Brevity is the soul of wit: Pruning long files for code generation
Aaditya K. Singh, Yu Yang, Kushal Tirumala, Mostafa Elhoushi, Ari S. Morcos
TL;DR
The paper investigates data pruning for code-generation LLM fine-tuning and reveals that a simple heuristic—pruning the longest files—can outperform embedding-based pruning in compute-limited settings, delivering both training efficiency and performance gains on HumanEval.

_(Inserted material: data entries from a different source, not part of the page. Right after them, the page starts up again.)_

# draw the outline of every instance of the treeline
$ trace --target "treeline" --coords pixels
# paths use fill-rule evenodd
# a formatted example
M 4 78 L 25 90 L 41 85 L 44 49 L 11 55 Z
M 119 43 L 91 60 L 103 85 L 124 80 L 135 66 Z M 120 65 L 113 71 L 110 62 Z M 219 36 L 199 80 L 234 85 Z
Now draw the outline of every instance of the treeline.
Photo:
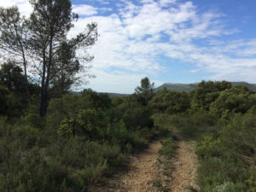
M 149 102 L 155 124 L 197 139 L 202 192 L 256 191 L 256 94 L 230 82 L 190 91 L 163 90 Z
M 37 86 L 29 103 L 26 89 L 17 88 L 22 81 L 3 77 L 5 67 L 0 70 L 0 191 L 85 191 L 155 133 L 149 89 L 114 98 L 91 90 L 67 93 L 51 98 L 41 118 Z

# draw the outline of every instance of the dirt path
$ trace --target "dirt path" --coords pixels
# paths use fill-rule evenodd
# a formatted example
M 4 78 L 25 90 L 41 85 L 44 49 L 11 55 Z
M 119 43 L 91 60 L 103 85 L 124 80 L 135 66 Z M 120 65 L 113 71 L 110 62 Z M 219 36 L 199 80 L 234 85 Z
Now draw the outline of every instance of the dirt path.
M 195 142 L 179 141 L 177 154 L 172 160 L 174 171 L 168 188 L 172 192 L 186 191 L 189 186 L 198 189 L 195 183 L 197 157 L 194 153 Z M 187 190 L 188 191 L 188 190 Z
M 177 155 L 172 160 L 174 167 L 171 170 L 171 177 L 167 188 L 172 192 L 184 192 L 185 186 L 191 185 L 197 189 L 195 183 L 196 172 L 196 156 L 193 152 L 193 143 L 180 141 L 177 143 Z M 155 166 L 159 157 L 158 151 L 161 148 L 159 141 L 152 143 L 148 148 L 137 156 L 130 158 L 129 170 L 113 176 L 104 186 L 90 189 L 90 192 L 156 192 L 157 188 L 153 182 L 158 177 Z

It demonstrates that long files are often high in tokens but low in useful signal, and that pruning them can shift the data mix toward more informative content. However, benefits diminish with increased compute and can raise perplexities on held-out long code, underscoring the need for diverse evaluation and careful consideration of downstream use cases. The work advocates for broader data-pruning intuitions, bootstrapped evaluation, and strategies to obtain useful long-context code data, while acknowledging limitations and domain specificity to code generation. Overall, it provides practical guidance on length-based pruning and highlights open questions about long-context data quality and evaluation.
Abstract
Data curation is commonly considered a "secret-sauce" for LLM training, with higher quality data usually leading to better LLM performance. Given the scale of internet-scraped corpora, data pruning has become a larger and larger focus. Specifically, many have shown that de-duplicating data, or sub-selecting higher quality data, can lead to efficiency or performance improvements. Generally, three types of methods are used to filter internet-scale corpora: embedding-based, heuristic-based, and classifier-based. In this work, we contrast the former two in the domain of finetuning LLMs for code generation. We find that embedding-based methods are often confounded by length, and that a simple heuristic--pruning long files--outperforms other methods in compute-limited regimes. Our method can yield up to a 2x efficiency benefit in training (while matching performance) or a 3.5% absolute performance improvement on HumanEval (while matching compute). However, we find that perplexity on held-out long files can increase, begging the question of whether optimizing data mixtures for common coding benchmarks (HumanEval, MBPP) actually best serves downstream use cases. Overall, we hope our work builds useful intuitions about code data (specifically, the low quality of extremely long code files) provides a compelling heuristic-based method for data pruning, and brings to light questions in how we evaluate code generation models.